Another thing I did writing my last two ebook editions with GPT-4 is ask for the model to give me image theme suggestions. They were in general pretty good, and helped simplify my generations process I usually do in PlaygroundAI.com. It’s still tedious and time-consuming to do that when you’re doing a new book every few days though. I usually start with about 150 or so generated images I download, and then cull that down to about 80 of the best for the particular volume.
What I’d like is also to have my app suggest image themes based on the fully generated text. Then I could use those right within the app to hit a third-party API for either Dall-e or Stable Diffusion (preferably both), and have it not only generated a bunch of images (and allow me to pick the best), but also distribute them within the text. This way I could copy-paste it all into vellum in quick order. Otherwise that whole process takes a lot of time as well to arrange them within chapters in Vellum.
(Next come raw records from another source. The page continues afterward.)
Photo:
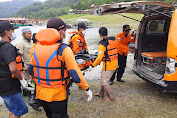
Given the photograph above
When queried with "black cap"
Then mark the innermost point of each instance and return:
(33, 38)
(82, 25)
(126, 27)
(5, 25)
(103, 31)
(56, 23)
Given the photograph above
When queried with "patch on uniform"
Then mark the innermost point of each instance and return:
(77, 43)
(100, 52)
(18, 47)
(118, 38)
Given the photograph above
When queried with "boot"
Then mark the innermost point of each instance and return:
(120, 80)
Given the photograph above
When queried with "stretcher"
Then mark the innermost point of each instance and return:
(154, 61)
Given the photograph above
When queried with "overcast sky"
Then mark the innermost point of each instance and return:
(11, 0)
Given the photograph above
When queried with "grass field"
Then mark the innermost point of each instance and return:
(134, 99)
(113, 21)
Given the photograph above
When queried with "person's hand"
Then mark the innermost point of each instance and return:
(24, 83)
(90, 68)
(131, 50)
(89, 93)
(25, 68)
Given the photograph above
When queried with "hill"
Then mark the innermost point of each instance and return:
(48, 9)
(53, 8)
(114, 21)
(9, 8)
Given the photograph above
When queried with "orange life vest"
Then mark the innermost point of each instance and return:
(19, 63)
(111, 50)
(49, 69)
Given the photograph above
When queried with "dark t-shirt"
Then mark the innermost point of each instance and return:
(8, 85)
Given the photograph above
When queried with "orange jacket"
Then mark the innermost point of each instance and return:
(122, 43)
(19, 63)
(111, 62)
(49, 60)
(77, 42)
(32, 50)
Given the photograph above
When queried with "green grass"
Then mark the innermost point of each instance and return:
(114, 21)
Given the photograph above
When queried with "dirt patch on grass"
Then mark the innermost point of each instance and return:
(134, 99)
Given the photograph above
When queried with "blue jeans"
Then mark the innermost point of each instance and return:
(15, 104)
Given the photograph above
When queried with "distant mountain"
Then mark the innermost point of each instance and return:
(9, 8)
(48, 9)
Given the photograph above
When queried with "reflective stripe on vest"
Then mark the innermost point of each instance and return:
(59, 68)
(111, 51)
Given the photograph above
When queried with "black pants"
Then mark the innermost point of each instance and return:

Ideally, if it gets working the way I want, I could create and curate images into the text as rapidly as I generate the text. But let’s say for argument’s sake, I could create a full book in maybe an hour or a little more? I’d still need to do some image work for the cover & previews in Photoshop, and then post to Gumroad. But I think this is a pretty achievable goal with another day or two of hacking away at my code.
I thought going into this I was going to be more “reliant” on ChatGPT. Certainly, I was. But also, since the model is wrong so often, and I had to do so much careful checking, I ended up feeling instead like it was accelerating my learning. Instead of reducing my agency, it increased my agency. And now I’m feeling like I’m fully equipped to go out and tackle tons of other problems I would never have been able to do myself in a million years otherwise. All told, major win.
This experience also has radically turned down the volume on just about all the other complainerism & trolling people are doing with ChatGPT. Like, yeah, it’s gonna spit out wrong facts. In a way, who really cares (though I have thoughts on “truth” and APIs I’ll write another time)? To me that’s a far less interesting problem than what I can actively build with this, now that these coding skills are within my grasp that never were before. And this shit is only just getting started!